The Great Stars of yesterday and today in a season of their most memorable films
[Starring] Henry Fonda
with Jane Darwell, John Carradine, Charles Grapewin, Dorris Bowdon
Based on the best-selling novel by John Steinbeck
Young Tom Joad returns to his native Oklahoma after four years in jail and is reunited with his family just as they are about to set out on a heartbreaking trek to California in search of work.
Roger Manvell described this film as 'the most courageous social film Hollywood has ever produced,' and certainly it is one of the cinema's greatest achievements, a work which figures among most critics' lists of 'Top Ten' films of all time.
John Steinbeck's novel is founded on hard fact. But the humour, warmth, and depth of feeling with which John Ford has translated the book into film terms has added a further dimension of intense and deeply moving poetry to the story.
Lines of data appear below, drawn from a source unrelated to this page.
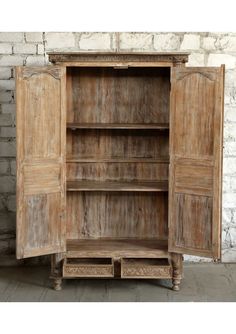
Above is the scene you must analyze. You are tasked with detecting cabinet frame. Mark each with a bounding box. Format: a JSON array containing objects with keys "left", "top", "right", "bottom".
[{"left": 16, "top": 52, "right": 224, "bottom": 291}]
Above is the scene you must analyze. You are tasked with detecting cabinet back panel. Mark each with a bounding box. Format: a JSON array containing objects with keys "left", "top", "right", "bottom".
[
  {"left": 67, "top": 162, "right": 169, "bottom": 181},
  {"left": 67, "top": 192, "right": 168, "bottom": 239},
  {"left": 67, "top": 67, "right": 170, "bottom": 123},
  {"left": 67, "top": 129, "right": 169, "bottom": 159}
]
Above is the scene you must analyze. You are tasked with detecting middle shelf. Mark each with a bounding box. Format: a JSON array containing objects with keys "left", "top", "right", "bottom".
[{"left": 66, "top": 180, "right": 168, "bottom": 192}]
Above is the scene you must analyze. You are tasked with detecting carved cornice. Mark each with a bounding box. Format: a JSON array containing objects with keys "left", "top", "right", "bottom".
[
  {"left": 48, "top": 52, "right": 189, "bottom": 64},
  {"left": 22, "top": 66, "right": 61, "bottom": 80}
]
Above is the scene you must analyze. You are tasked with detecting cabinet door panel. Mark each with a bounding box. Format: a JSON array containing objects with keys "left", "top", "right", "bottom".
[
  {"left": 16, "top": 66, "right": 66, "bottom": 258},
  {"left": 169, "top": 66, "right": 224, "bottom": 258}
]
Ford was awarded an Oscar for his direction of the picture, and Jane Darwell who plays Ma Joad, and who gives one of the screen's most beautiful and moving performances, also won an Academy Award as the Best Supporting Actress. Henry Fonda, the fine actor who gave some of his best performances under Ford's direction, is ideally cast as Tom Joad.
John Ford has always favoured simple background music for his films-those, such as The Informer, which used heavy orchestrations have usually been the least successful. The score of The Grapes of Wrath refers throughout to American folk music, in particular Red River Valley' which young Tom sings gently to his mother on the eve of his departure.